Ray Core DAG API is slow

How severe does this issue affect your experience of using Ray?

  • High: It blocks me to complete my task.


I am using Ray DAG API to build a simple DAG of tasks based on dependencies specified at runtime. The DAG is very simple, only 5 tasks taking about 50 ms each. This repo shows how the DAG is built, essentially recursively walking up the dependency tree for a requested task and creating IR nodes at each step. The program behaves correctly and execute the tasks as expected, even scheduling tasks that can be executed in parallel (B,C and D,E) in different workers. The total execution time is much higher than expected, the critical path takes ~150 ms, however, the output below shows the total time to execute the graph is ~1s. Am I miss-using the API or is it a known issue?

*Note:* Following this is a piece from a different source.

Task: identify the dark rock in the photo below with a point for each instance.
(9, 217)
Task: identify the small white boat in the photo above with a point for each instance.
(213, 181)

Test environment: Perlmutter CPU with ray 2.0.0, python 3.7

Running with 2 nodes with 128 threads each (256 cores)
Dependency: AlgorithmA -> none
Dependency: AlgorithmB ->  AlgorithmA
Dependency: AlgorithmC ->  AlgorithmA
Dependency: AlgorithmD ->  AlgorithmB AlgorithmC
Dependency: AlgorithmE ->  AlgorithmB
Processing 1 events
(execute pid=141681) Total time for AlgorithmC: 48.99ms
(execute pid=141707) Total time for AlgorithmA: 50.68ms
(execute pid=141707) Total time for AlgorithmB: 48.76ms
(execute pid=141707) Total time for AlgorithmE: 48.97ms
(execute pid=141681) Total time for AlgorithmD: 49.08ms
Total time to schedule: 417.45ms
Total time to process: 947.14ms
Time between scheduling end and processing end: 529.69ms

There could be two overheads: 1 scheduling overhead, 2 worker initialization overhead. Wondering in your case you actually hit by worker initialization overhead.

One way to quickly verify the theory is to rerun the same code again, and if you see performance improvment.